Singlet oxygen-dominated non-radical oxidation process for efficient degradation of bisphenol A under high salinity condition.

ABSTRACT

The degradation of organic contaminants under high salinity condition is still a challenge for environmental remediation due to the inhibiting effect resulted from the side reactions between radicals and anions. Here, we demonstrate the non-radical oxidation process via peroxymonosulfate (PMS) activation by metal-free carbon catalyst for efficiently decomposing bisphenol A (BPA) in saline water. The nitrogen-doped graphitic carbon (NGC700) exhibits excellent catalytic activity for depredating BPA at acid and neutral pH. Based on the scavenger experiments and electron paramagnetic resonance (EPR) analyses, the mechanism of catalytic oxidation was elucidated as the non-radical pathway, and singlet oxygen was identified as the primary reactive species.

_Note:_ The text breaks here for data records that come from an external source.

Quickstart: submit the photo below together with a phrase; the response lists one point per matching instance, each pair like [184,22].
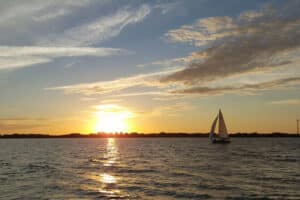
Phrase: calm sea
[149,168]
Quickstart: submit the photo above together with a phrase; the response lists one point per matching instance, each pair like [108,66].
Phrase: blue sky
[172,64]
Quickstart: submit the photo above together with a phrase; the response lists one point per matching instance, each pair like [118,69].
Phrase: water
[149,168]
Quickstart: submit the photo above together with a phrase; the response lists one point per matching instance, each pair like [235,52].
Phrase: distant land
[142,135]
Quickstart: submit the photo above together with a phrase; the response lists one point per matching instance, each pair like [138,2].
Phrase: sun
[112,119]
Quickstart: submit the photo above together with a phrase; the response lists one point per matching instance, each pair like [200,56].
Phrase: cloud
[101,29]
[107,87]
[254,41]
[287,102]
[23,56]
[242,89]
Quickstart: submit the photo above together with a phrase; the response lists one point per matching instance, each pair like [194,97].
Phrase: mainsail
[212,130]
[222,133]
[222,127]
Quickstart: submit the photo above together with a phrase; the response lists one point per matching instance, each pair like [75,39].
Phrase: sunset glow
[112,119]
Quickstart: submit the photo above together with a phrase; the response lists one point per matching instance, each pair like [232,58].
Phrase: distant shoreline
[140,135]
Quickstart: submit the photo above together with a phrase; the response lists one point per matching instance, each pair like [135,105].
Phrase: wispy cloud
[107,87]
[287,102]
[101,29]
[17,56]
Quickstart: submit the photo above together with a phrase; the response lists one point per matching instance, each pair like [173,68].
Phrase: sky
[149,66]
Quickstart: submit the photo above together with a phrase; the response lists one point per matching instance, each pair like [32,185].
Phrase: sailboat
[222,136]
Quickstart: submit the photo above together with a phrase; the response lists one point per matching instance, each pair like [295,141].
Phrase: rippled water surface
[149,168]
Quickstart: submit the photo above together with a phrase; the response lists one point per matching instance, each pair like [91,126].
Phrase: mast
[222,127]
[298,126]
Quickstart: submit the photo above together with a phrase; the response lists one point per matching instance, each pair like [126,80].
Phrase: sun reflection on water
[107,178]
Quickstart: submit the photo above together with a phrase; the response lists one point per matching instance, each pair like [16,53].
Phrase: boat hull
[220,141]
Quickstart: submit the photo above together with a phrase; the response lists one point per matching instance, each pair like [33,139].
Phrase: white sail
[222,127]
[212,130]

Experiments on the influence of anions (5-500 mM) further show that the inhibiting effect was overcame due to the non-radical process. Interestingly, Cl- markedly facilitated the catalytic performance by generating HOCl in the catalytic process. The results highlight leveraging the non-radical pathway dominated by singlet oxygen to conquer the inhibitory effect of anions in NGC700/PMS system, which represents a crucial step towards environmental remediation under high salinity condition.